Since the 2006 discovery of the Acinetobacter baumannii strain AYE AbaR1 resistance island, similar elements have been reported in numerous members of this species. As AbaR1 is distantly related to Tn7, we have renamed it TnAbaR1. TnAbaR transposons are known to carry multiple antibiotic resistance- and efflux-associated genes, although none have been experimentally studied en bloc. We deleted the TnAbaR transposon in A. baumannii A424, which we have designated TnAbaR23, and characterized independent deletion mutants DCO163 and DCO174. The NotI pulsed-field gel electrophoresis (PFGE) profile of strain DCO174 was consistent with targeted deletion of TnAbaR23 alone, but strain DCO163 apparently harbored a second large genomic deletion.
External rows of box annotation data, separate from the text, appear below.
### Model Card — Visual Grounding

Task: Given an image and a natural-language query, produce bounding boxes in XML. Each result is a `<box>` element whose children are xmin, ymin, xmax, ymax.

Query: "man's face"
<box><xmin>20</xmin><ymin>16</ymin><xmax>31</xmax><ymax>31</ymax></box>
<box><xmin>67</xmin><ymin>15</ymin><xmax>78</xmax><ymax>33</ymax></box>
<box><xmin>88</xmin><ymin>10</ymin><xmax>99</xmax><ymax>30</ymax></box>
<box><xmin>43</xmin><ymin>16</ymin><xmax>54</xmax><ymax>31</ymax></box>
Nevertheless, "subtractive amplification" targeting 52 TnAbaR and/or resistance-associated loci yielded identical results for both mutants and highlighted genes lost relative to strain A424. PCR mapping and genome sequencing revealed the entire 48.3-kb sequence of TnAbaR23. Consistent with TnAbaR23 carrying two copies of sul1, both mutants exhibited markedly increased susceptibility to sulfamethoxazole. In contrast, loss of tetAR(A) resulted in only a minor and variable increase in tetracycline susceptibility. Despite not exhibiting a growth handicap, strain DCO163 was more susceptible than strain DCO174 to 9 of 10 antibiotics associated with mutant-to-mutant variation in susceptibility, suggesting impairment of an undefined resistance-associated function. Remarkably, despite all three strains sharing identical gyrA and parC sequences, the ciprofloxacin MIC of DCO174 was >8-fold that of DCO163 and A424, suggesting a possible paradoxical role for TnAbaR23 in promoting sensitivity to ciprofloxacin. This study highlights the importance of experimental scrutiny and challenges the assumption that resistance phenotypes can reliably be predicted from genotypes alone.

摘要

自 2006 年发现鲍曼不动杆菌 AYE AbaR1 抗性岛以来,在该物种的许多成员中都报道了类似的元件。由于 AbaR1 与 Tn7 关系较远,我们将其重新命名为 TnAbaR1。已知 TnAbaR 转座子携带多种抗生素耐药性和外排相关基因,尽管尚未对其进行过整体实验研究。我们删除了鲍曼不动杆菌 A424 中的 TnAbaR 转座子,将其命名为 TnAbaR23,并对独立缺失突变体 DCO163 和 DCO174 进行了表征。菌株 DCO174 的 NotI 脉冲场凝胶电泳 (PFGE) 图谱与 TnAbaR23 单独缺失一致,但菌株 DCO163 显然携带第二个较大的基因组缺失。然而,针对 52 个 TnAbaR 和/或耐药相关基因的“减法扩增”,对两个突变体均产生了相同的结果,并突出了相对于菌株 A424 丢失的基因。PCR 图谱和基因组测序揭示了 TnAbaR23 的整个 48.3kb 序列。与 TnAbaR23 携带两个 sul1 拷贝一致,两个突变体对磺胺甲恶唑的敏感性显著增加。相比之下,tetAR(A) 的缺失仅导致四环素敏感性略有且可变增加。尽管没有表现出生长障碍,但与抗生素敏感性突变体之间的变异相关的 10 种抗生素中的 9 种,菌株 DCO163 比菌株 DCO174 更敏感,这表明一种未定义的耐药相关功能受损。值得注意的是,尽管这三个菌株都具有相同的 gyrA 和 parC 序列,但 DCO174 的环丙沙星 MIC 是 DCO163 和 A424 的 8 倍以上,这表明 TnAbaR23 可能对环丙沙星的敏感性具有矛盾作用。本研究强调了实验审查的重要性,并对仅从基因型可靠预测耐药表型的假设提出了挑战。